In “The Raven’s Kiss” you will find references to Icelandic culture, for instance the scene with the traditional “Marital Bliss Cake,” the memory of a flirtation in the blueberry bushes, and the continual drinking of coffee.
“We tried to imagine things that the characters might have done or experienced. I remember being with some friends in the West Fjords. One picked a forget-me-not and stuck it to my sweater. I would never have thought to do that, but it seemed such a timeless gesture, I immediately decided to use it in the libretto.”
“We also depict coffee drinking. Icelanders are famous for their hospitality. I remember visiting Fáskrúðsfjörður with Thorvaldur for French Days (an annual festival weekend). His family is from that town, so we went around to each of their homes to pay them a visit. At each home, I was offered strong coffee and after some conversation, I would play the piano for a while to say “Thank you.” After five or six such visits, my hands were shaking so badly from the caffeine, I could barely play!”
The opera is in English, but there are Icelandic place and personal names. Evan points out that it was Thorvaldur’s job to choose or create the names (some of which refer to fictional places), but that they had to be suited for singing. “Some Icelandic names, such as ‘Hreinn,’ lend themselves poorly to being sung. We also considered that when the opera was first staged, we knew it would be by American singers. It came in handy to have also worked with Thorvaldur on some Icelandic songs so I could help coach the singers with their pronunciation of certain words,” says Evan.
An Interest in rare languages
Operas are often sung in Italian, French, or Russian. Evan says, however, that Icelandic is well-suited for singing and that there is an interest in “minority” languages among singers and vocal music enthusiasts.
“I think Icelandic is a good language for singing. The vowels are very clean and it follows clear rules. Certainly, there are sounds in the language that opera singers have not encountered in their studies of other languages.

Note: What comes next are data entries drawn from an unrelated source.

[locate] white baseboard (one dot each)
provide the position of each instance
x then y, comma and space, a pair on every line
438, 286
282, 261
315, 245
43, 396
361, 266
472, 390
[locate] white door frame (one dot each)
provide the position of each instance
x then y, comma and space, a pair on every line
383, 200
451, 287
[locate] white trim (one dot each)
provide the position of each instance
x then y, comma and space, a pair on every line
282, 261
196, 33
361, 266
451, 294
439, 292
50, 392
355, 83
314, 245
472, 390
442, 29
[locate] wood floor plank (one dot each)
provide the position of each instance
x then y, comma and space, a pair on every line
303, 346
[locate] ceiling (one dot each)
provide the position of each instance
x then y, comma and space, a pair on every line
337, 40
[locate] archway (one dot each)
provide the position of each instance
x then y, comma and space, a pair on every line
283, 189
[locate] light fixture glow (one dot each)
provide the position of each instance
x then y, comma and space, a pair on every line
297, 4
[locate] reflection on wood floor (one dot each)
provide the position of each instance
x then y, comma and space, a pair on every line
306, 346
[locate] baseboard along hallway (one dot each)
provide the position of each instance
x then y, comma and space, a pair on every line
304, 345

For instance, some elements of Icelandic appear German so many singers try those sounds at first, and these habits have to be unlearned. I hope someone takes the opportunity to write a book on Icelandic diction for non-native speakers, as such a resource exists for many other languages.”
“My Icelandic art songs are among the most frequently performed of my works, particularly by American singers. I hope Icelandic composers will make the effort to make their work more accessible to American singers and to promote their work to American artists, as they would find an enthusiastic audience there.”